Performance Against Blue Staining and Moulding
Samples of sapwood (SW) and mature heartwood (HW) of Douglas fir were exposed to blue-stain fungi according to EN 152 (CEN, 2012b) and fungi in condensing environments AWPA E24-12 (AWPA, 2015). Juvenile wood was not exposed due to a lack of material. The laboratory blue-stain test was conducted with the blue-stain fungi Aureobasidium pullulans (de Bary and Löwenthal) G. Arnaud strain ZIM L060 and Sydowia polyspora (Bref. and Tavel) E. Müll. strain ZIM L070. Both strains were obtained from the Collection of wood decay fungi from the Department of Wood Science and Technology (Biotechnical Faculty, Ljubljana, Slovenia; Raspor et al., 1995). Before inoculation, wood samples were sterilised in an autoclave with hot steam at 121°C and 150 kPa for 15 min. Later, the sterilised samples were immersed in a spore suspension and placed horizontally in a Kolle flask inoculated with 15 ml of spore suspension. The flasks were then stored in an incubation chamber at 25°C and 85% RH for 6 weeks. After this time, the samples were visually evaluated and ranked from 0 to 3 according to the ranking system prescribed in EN 152 (rank 0 = not blue-stained; 1 = small spots less than 2 mm; 2 = blue-stained up to one-third of the surface; and 3 = intensely blue-stained). Only the uppermost side was evaluated for the colour measurements.
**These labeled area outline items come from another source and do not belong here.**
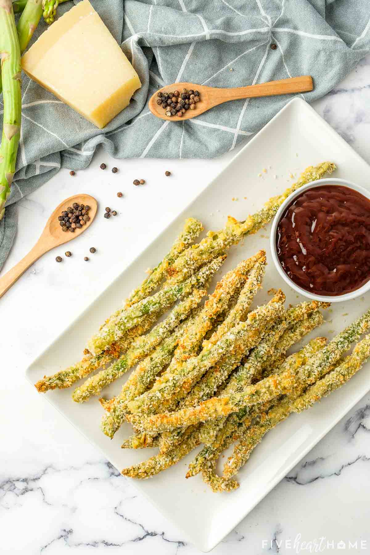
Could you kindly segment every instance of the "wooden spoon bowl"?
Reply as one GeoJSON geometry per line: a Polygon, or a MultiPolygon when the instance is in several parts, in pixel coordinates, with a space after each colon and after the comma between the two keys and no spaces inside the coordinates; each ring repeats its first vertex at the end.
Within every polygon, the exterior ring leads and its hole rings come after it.
{"type": "Polygon", "coordinates": [[[256,97],[268,97],[275,94],[290,94],[292,93],[305,93],[313,89],[312,78],[309,75],[301,77],[292,77],[290,79],[282,79],[278,81],[270,81],[259,85],[250,85],[249,87],[239,87],[234,89],[217,89],[205,85],[196,85],[194,83],[175,83],[172,85],[166,85],[159,89],[149,99],[149,110],[156,115],[157,118],[166,119],[169,122],[181,122],[184,119],[190,119],[200,115],[211,108],[218,104],[235,100],[240,98],[252,98],[256,97]],[[194,110],[187,110],[180,117],[178,115],[166,115],[161,104],[157,104],[159,98],[158,93],[166,93],[179,90],[181,93],[183,89],[189,90],[199,91],[200,100],[195,104],[194,110]]]}
{"type": "Polygon", "coordinates": [[[47,221],[44,230],[35,246],[20,262],[0,279],[0,297],[2,296],[31,264],[38,260],[43,254],[54,249],[54,247],[60,246],[60,245],[69,243],[72,239],[79,237],[93,223],[97,210],[98,201],[90,195],[74,195],[60,203],[47,221]],[[70,233],[69,231],[63,231],[58,216],[61,215],[63,210],[71,206],[73,203],[78,203],[79,204],[83,204],[85,205],[87,204],[90,206],[89,210],[90,220],[86,222],[85,225],[83,225],[82,228],[76,228],[74,233],[70,233]]]}

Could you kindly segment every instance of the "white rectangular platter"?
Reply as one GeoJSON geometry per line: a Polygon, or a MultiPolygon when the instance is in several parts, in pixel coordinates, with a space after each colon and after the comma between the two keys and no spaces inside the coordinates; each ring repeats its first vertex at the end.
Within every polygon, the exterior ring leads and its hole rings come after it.
{"type": "MultiPolygon", "coordinates": [[[[312,108],[302,100],[293,99],[32,364],[27,371],[28,379],[34,384],[44,374],[53,374],[78,360],[88,338],[141,282],[146,269],[155,266],[168,251],[185,218],[199,218],[206,230],[213,230],[223,227],[228,214],[244,220],[249,213],[259,209],[269,197],[282,192],[295,180],[291,174],[297,177],[307,166],[326,160],[338,165],[333,176],[369,186],[370,167],[312,108]],[[267,170],[266,173],[263,168],[267,170]],[[259,176],[260,174],[261,176],[259,176]]],[[[263,288],[256,303],[260,305],[271,298],[267,292],[271,287],[281,287],[286,294],[287,305],[296,304],[303,299],[287,287],[275,270],[268,249],[268,233],[267,227],[233,247],[222,272],[265,248],[268,265],[263,288]]],[[[369,304],[370,295],[356,301],[333,304],[326,312],[326,323],[315,335],[331,338],[368,308],[369,304]]],[[[121,386],[121,382],[112,384],[104,390],[105,396],[110,397],[116,393],[121,386]]],[[[134,484],[191,542],[202,551],[209,551],[369,389],[370,365],[367,365],[340,390],[309,411],[290,417],[267,434],[255,450],[239,475],[240,488],[232,493],[212,493],[200,476],[185,479],[187,465],[195,451],[157,476],[149,480],[135,481],[134,484]]],[[[45,397],[118,469],[144,460],[156,452],[154,450],[121,450],[123,440],[130,433],[129,426],[123,426],[111,441],[99,429],[103,410],[97,400],[78,405],[72,401],[70,393],[68,390],[54,391],[45,397]]]]}

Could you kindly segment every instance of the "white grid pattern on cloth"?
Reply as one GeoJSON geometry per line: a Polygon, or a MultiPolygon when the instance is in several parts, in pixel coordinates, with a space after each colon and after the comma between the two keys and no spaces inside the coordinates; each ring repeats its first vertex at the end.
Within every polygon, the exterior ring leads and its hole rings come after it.
{"type": "MultiPolygon", "coordinates": [[[[260,110],[254,99],[236,100],[170,126],[147,111],[148,98],[159,87],[180,80],[242,87],[266,74],[277,78],[274,73],[278,78],[282,72],[287,77],[310,73],[315,89],[302,96],[311,102],[331,90],[370,52],[368,0],[328,5],[315,0],[315,7],[310,0],[90,1],[133,62],[143,86],[130,105],[101,130],[24,76],[17,186],[8,200],[7,223],[0,225],[0,267],[15,227],[16,210],[10,210],[11,205],[61,166],[87,167],[99,144],[120,158],[161,157],[158,139],[164,132],[179,144],[178,150],[166,152],[166,157],[217,156],[263,127],[283,102],[265,99],[266,109],[260,110]],[[278,48],[270,52],[271,40],[278,48]],[[337,68],[329,76],[325,64],[317,63],[323,50],[330,53],[337,68]]],[[[58,14],[70,7],[69,3],[60,4],[58,14]]],[[[32,41],[45,29],[42,21],[32,41]]],[[[0,124],[2,108],[0,97],[0,124]]]]}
The parallel samples were exposed to the condensing environment in the chamber. The main objective of this standard was to evaluate the resistance of the surface of wood samples to mould growth. The samples were exposed above water in the climatic chamber, which contained soil and a shelf for the test samples, with an inclined roof preventing condensation deposition on the samples. The growth of fungi on the wood samples was evaluated weekly. To allow comparison, the assessment followed the recommendations of the modified Johansson protocol (Johansson et al., 2012). Surface mould was evaluated using a 0 to 4 rating scale as follows:
0 = not blue-stained;
1 = weakly blue-stained: few spots of blue stain on the surface;
2 = slightly blue-stained: up to 1.5 mm wide and 4 mm long;
3 = moderately blue-stained: up to one-third of the surface; and.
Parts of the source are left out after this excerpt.